I took too much time---just felt the pain and didnot write anything----till about a couple of hours ago when it hit close to home---very close---.
I was visitng my sister this evening and my mother mentioned that one of my first cousins suffered n attack of extremely high blood pressure----there were no doctors available to see her to prescribe any medication---because they were on strike---she died the same day of brain hemorrhage.
In soviet union and china---these doctors would have been executed by the firing squad---in the u s fo a---they would have faced jail sentence for dereliction of duty---in the lawless lands of pakistan---nobody gives a sh-it----because they are ready building the c41 systems to counter other enemies---but don't know how to fix the malaise that is effecting the nation.

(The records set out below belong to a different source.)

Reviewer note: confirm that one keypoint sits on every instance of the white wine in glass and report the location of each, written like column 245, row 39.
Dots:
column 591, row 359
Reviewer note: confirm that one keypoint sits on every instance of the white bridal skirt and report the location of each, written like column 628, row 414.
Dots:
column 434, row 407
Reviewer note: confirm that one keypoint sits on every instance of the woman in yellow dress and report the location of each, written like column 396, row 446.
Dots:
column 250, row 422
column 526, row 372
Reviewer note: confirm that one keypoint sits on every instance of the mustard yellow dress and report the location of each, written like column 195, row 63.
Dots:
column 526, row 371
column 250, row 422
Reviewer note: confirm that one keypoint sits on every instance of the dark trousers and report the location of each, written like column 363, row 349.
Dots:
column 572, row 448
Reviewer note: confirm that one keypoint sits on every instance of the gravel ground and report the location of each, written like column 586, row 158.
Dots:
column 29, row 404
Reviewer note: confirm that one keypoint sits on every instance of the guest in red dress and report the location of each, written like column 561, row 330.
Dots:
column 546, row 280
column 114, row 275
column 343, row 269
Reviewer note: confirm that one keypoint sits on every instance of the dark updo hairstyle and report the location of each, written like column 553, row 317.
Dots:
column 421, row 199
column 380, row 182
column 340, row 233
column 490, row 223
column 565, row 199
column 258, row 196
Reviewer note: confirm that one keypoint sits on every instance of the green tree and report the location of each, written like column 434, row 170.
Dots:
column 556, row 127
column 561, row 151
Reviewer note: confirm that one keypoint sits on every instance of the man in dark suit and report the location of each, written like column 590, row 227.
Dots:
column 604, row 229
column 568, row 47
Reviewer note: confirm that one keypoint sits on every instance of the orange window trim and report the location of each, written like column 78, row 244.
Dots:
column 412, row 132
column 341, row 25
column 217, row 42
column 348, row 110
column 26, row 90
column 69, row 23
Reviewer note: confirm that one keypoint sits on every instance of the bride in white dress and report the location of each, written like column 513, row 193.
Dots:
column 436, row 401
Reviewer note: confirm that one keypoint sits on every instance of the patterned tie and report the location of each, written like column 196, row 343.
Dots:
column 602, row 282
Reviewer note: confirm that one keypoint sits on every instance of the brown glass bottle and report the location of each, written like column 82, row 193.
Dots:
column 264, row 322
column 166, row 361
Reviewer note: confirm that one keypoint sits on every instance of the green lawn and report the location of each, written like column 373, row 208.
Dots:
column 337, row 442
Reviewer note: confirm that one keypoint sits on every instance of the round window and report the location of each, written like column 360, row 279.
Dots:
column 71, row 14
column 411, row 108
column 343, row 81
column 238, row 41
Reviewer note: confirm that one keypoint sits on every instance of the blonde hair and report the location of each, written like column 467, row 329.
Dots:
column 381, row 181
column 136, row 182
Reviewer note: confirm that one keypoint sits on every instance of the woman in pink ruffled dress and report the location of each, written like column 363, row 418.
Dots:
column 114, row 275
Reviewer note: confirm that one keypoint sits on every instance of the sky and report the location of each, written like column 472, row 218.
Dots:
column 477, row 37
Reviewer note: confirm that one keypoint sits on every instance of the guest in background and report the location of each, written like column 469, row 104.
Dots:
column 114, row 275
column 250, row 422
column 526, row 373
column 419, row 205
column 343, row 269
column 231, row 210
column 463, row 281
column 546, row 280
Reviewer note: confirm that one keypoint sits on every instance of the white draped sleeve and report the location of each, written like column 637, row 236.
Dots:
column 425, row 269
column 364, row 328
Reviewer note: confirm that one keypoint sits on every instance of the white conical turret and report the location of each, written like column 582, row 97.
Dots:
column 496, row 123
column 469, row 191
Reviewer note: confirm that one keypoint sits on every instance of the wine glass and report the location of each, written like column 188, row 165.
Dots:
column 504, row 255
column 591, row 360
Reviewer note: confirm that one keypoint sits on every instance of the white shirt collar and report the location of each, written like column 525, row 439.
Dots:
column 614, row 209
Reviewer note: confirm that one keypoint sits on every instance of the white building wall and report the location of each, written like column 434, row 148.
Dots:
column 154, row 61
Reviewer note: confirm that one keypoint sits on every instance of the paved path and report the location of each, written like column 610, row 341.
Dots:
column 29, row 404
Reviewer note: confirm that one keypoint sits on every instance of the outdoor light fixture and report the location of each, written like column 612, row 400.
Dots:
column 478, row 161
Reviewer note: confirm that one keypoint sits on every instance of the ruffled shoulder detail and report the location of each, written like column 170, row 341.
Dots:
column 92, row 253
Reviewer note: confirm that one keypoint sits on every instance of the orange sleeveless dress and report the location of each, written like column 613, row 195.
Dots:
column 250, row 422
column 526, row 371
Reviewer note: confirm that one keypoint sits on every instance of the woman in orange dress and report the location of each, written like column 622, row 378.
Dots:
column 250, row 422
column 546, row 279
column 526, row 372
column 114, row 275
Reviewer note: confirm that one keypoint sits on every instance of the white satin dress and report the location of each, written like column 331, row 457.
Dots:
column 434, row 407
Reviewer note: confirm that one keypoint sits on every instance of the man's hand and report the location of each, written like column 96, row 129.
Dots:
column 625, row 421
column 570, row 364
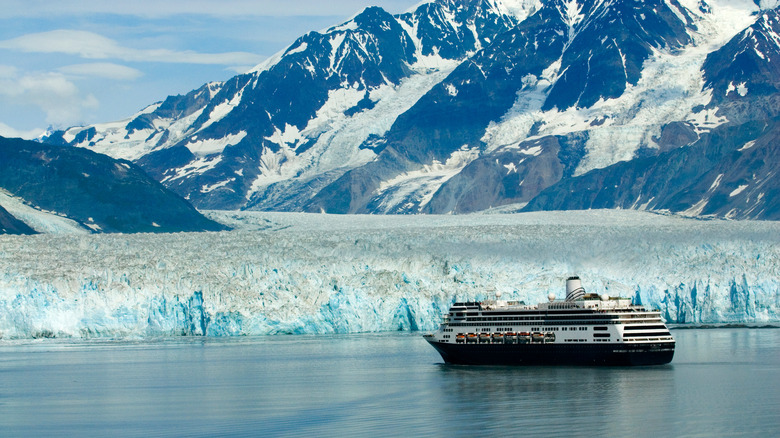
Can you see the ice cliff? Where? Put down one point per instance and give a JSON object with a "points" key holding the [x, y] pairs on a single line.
{"points": [[298, 273]]}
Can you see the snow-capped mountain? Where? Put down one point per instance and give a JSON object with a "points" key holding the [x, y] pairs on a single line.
{"points": [[459, 106], [55, 189]]}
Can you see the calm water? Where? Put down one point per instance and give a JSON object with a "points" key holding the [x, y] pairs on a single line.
{"points": [[722, 382]]}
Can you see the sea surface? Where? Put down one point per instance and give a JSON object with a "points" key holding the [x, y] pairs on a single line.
{"points": [[722, 382]]}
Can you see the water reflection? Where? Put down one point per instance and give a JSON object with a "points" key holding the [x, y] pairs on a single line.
{"points": [[721, 382]]}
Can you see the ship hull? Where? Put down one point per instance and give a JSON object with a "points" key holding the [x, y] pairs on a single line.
{"points": [[614, 354]]}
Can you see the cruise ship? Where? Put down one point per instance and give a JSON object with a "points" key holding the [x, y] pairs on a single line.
{"points": [[583, 329]]}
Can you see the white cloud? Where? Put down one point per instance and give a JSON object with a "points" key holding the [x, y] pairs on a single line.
{"points": [[59, 98], [106, 70], [90, 45], [9, 132]]}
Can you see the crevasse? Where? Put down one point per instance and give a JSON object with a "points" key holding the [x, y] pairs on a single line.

I feel sad for my little cousin sister---she had lived a very hard life---as a young child she developed an abcess on her hip---her mother and my aunt was careless----it grew so big that it ate up a lots of flesh---my aunt could have informed my father or other of her cousins who were doctors but no---thick headed that she was---a true pakistani my aunt---my cousin---she walked with a severe limp all her life---in the end---she just could not even get the basic medical service to save her life----.
The world so harsh to her right from childhood to the day she died----for a female---to live with a limp in a pakistani society is a battle in itself---even in an educated family.